SINGAPORE — Asia-Pacific markets mostly declined on Thursday despite overnight gains on Wall Street, while South Korea became the first major economy to raise interest rates during the pandemic.

The Bank of Korea raised its base rate by 25 basis points to 0.75% for the first time in nearly three years.

South Korean stocks were mixed. The benchmark Kospi fell 0.58% to 3,128.53 while the Kosdaq gained 0.26% to 1,020.44. The Korean won weakened against the dollar following the rate hike, trading at around 1,168.84.

"The virus situation in Korea has deteriorated since the central bank's July meeting, when it gave strong signals that tightening was imminent," Capital Economics wrote in a note before the announcement.

"However, the economy has become increasingly resilient to outbreaks, as businesses have learned to live with the virus," it said, adding that surging household debt and rising home prices are adding to financial stability issues.

Asia-Pacific markets struggled

Markets elsewhere in the region broadly struggled.

In Australia, the ASX 200 fell 0.54% to 7,491.20 as the Covid-19 situation in the country continued to weigh on investor sentiment.

Daily reported Covid cases shot up to more than 1,000 on Thursday in the state of New South Wales alone — Reuters reported it was the first time since the pandemic started that Australia's daily Covid numbers surpassed 1,000 cases. Two major hospitals in Sydney had to set up emergency outdoor tents to cope with the surge in patients, the news agency said.

Shares of Australia's flag carrier Qantas rose 3.49%, beating the broader benchmark, after CEO Alan Joyce said the airline plans to resume international travel by Christmas.

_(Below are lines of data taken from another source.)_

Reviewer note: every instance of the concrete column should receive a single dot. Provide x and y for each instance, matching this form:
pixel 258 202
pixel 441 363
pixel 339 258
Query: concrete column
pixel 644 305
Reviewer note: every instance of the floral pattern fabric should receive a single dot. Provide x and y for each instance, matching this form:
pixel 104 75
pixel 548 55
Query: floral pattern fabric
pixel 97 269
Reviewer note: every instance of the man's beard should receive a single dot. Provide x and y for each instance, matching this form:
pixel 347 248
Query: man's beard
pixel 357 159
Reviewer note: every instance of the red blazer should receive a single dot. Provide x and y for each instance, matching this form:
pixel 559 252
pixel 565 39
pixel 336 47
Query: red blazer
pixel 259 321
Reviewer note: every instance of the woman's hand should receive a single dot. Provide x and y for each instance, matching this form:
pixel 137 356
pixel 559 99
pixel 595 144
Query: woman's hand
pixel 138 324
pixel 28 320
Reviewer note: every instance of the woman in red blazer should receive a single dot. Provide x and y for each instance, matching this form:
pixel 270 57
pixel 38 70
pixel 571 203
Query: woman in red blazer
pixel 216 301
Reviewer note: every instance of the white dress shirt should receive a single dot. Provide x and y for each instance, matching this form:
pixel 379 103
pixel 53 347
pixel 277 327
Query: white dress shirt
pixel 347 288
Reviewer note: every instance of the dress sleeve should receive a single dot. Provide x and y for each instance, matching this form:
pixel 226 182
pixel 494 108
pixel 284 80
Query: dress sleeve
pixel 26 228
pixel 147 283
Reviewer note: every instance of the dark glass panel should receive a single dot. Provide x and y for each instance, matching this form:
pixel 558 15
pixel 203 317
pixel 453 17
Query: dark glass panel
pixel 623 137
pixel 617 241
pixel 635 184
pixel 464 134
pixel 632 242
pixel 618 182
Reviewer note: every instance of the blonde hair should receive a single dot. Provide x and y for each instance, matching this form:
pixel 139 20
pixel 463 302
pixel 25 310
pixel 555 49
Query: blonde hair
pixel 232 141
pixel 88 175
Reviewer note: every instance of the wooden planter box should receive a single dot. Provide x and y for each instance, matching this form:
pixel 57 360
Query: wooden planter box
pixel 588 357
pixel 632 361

In Japan, the Nikkei 225 finished near the flatline at 27,742.29 while the Topix index was little changed at 1,935.35.

Hong Kong's Hang Seng index tumbled 1.32% while the tech-heavy Hang Seng Tech Index fell 2.17% as shares of Alibaba dropped 1.4%, Meituan declined about 1% and Apple supplier AAC Tech plunged 11%.

Chinese mainland share also declined. The Shanghai composite fell 1.09% to 3,501.66 while the Shenzhen component was down 1.92% to 14,415.46.

Shares in India struggled for gains in the afternoon as did stocks in Singapore and Indonesia, where the Jakarta Composite was down about 1%.

U.S. stocks climbed again overnight. The Dow Jones Industrial Average rose 39.24 points, or 0.1%, to 35,405.50. The S&P 500 added 0.2% to a new closing high of 4,496.19. The Nasdaq Composite gained 0.1% to 15,041.86, also a new closing high.

Currencies and oil

The U.S. dollar index, which tracks the greenback against a basket of its peers, dropped to 92.890, off levels above 93 earlier this week.

The Japanese yen traded at 110.2, weakening from an earlier level around 109.90. The Australian dollar changed hands at $0.7264.

Oil prices fell during Asian trading hours. International benchmark Brent crude futures declined 1.26% to $71.34 per barrel. U.S. crude futures fell 1.39% to $67.43.